"And Romeo Augustus with me?" questioned Philemon, eagerly.

Tadgers shook his head.

"Come by yourself, or not at all," said he, firmly. "What's more, you must be on hand by four o'clock to-morrow morning."

How could Philemon wake at that early hour? It was his wont not only to "sleep like a top all night," but also to "sleep at morn."

Tom, however, agreed to manage that. So when Philemon went to bed at night, it was with one end of a piece of stout twine tied to his ankle, while the other end hung out at the open window.

Neither Elias, John, nor Romeo Augustus, who shared his chamber, spied the cord. Philemon waited till they were sound asleep before he arranged it.

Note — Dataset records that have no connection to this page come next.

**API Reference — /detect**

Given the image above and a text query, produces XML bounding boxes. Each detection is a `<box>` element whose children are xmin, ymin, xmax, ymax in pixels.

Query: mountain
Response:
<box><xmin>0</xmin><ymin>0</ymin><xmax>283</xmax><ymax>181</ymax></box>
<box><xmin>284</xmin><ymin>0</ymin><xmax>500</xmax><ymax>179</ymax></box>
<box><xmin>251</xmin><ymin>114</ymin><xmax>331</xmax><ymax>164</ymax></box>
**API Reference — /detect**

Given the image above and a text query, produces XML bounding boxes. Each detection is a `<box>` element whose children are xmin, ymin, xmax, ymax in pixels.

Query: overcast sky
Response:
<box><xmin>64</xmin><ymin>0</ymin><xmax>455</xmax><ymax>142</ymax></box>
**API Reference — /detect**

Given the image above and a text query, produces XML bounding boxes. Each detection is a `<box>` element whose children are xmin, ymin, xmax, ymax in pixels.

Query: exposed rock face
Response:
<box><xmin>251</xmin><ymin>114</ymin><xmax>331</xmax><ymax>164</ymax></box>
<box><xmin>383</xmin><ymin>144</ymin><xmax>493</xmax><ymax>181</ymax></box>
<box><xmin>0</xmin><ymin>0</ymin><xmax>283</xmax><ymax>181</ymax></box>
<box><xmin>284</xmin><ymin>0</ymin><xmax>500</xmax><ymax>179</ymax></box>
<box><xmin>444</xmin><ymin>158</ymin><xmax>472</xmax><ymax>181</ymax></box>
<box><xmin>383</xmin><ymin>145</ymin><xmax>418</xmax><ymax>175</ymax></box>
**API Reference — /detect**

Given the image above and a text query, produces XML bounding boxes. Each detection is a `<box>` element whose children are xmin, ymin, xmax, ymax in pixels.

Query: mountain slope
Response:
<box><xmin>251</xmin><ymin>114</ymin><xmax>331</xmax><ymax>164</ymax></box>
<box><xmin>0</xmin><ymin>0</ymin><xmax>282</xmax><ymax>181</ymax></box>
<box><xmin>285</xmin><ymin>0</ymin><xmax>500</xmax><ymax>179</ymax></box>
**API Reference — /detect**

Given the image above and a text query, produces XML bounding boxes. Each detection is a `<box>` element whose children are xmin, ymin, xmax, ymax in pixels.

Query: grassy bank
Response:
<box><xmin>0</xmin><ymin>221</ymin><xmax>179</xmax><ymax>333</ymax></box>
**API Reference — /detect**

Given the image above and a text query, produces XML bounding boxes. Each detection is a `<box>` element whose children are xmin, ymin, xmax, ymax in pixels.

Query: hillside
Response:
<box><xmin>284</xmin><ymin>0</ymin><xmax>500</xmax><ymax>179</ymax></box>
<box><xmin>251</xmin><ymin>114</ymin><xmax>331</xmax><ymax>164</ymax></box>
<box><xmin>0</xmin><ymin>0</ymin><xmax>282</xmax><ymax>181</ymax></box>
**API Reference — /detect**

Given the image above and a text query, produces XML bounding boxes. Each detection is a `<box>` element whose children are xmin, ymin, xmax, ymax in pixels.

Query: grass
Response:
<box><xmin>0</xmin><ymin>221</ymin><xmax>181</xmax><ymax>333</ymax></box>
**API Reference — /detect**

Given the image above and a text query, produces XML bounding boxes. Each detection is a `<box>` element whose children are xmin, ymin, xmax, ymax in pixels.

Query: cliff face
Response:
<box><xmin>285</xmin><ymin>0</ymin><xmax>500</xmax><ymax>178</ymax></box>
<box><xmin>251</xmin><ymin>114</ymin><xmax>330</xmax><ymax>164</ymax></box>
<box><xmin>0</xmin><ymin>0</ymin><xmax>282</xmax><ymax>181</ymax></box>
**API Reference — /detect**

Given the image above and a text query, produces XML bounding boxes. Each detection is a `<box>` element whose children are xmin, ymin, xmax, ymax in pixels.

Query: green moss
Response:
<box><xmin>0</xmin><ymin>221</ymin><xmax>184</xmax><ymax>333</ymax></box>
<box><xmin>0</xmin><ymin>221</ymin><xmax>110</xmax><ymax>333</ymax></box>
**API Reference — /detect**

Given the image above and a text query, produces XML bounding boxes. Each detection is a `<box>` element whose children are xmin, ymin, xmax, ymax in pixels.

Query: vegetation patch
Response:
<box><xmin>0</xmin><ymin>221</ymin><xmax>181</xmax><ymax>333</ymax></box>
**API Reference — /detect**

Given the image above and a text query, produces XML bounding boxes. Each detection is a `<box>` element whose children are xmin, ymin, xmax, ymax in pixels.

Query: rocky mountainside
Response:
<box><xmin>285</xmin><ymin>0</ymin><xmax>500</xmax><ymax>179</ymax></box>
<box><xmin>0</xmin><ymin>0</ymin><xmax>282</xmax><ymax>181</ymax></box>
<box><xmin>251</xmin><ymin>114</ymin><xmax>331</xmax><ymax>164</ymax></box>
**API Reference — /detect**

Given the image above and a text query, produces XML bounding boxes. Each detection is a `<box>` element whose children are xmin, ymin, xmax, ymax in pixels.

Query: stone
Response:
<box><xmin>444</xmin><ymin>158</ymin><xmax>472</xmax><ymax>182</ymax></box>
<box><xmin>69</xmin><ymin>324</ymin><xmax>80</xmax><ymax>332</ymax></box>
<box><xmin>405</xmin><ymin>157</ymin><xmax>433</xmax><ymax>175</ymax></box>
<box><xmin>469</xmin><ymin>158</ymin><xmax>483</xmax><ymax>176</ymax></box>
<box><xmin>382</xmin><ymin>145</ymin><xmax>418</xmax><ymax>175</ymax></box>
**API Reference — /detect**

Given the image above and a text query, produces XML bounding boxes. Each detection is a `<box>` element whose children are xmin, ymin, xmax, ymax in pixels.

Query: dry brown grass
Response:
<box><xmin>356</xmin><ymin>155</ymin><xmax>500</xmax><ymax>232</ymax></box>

The sun had not begun to show his face above the horizon when there came a brisk twitch on the twine. Philemon was broad awake in a twinkling, and rolled out of bed to dance a one-footed ballet, by reason of a series of jerks given to the cord by the sprightly Thomas below. It was only after Philemon had knocked over two chairs and a cricket that he managed to hop wildly to the window, and to call out in a hoarse whisper, "You'll wake the whole house if you don't quit," that Tom condescended to desist; and a few minutes later the two comrades were climbing into the back of Silas Elder's cart, all ready to start for "The Great Moral Show."

The cart was not spacious, and its springs were few and far between, as Philemon's bones bore witness. He began, all at once, to wonder if it might not have been polite to have mentioned to his parents that he intended to be absent the greater part of the day.

He recollected, with a pang, that it was his mother's custom to be anxious when one of her six precious boys was long out of her sight.

Suddenly, "Look there! there! there!" shouted Tom Tadgers.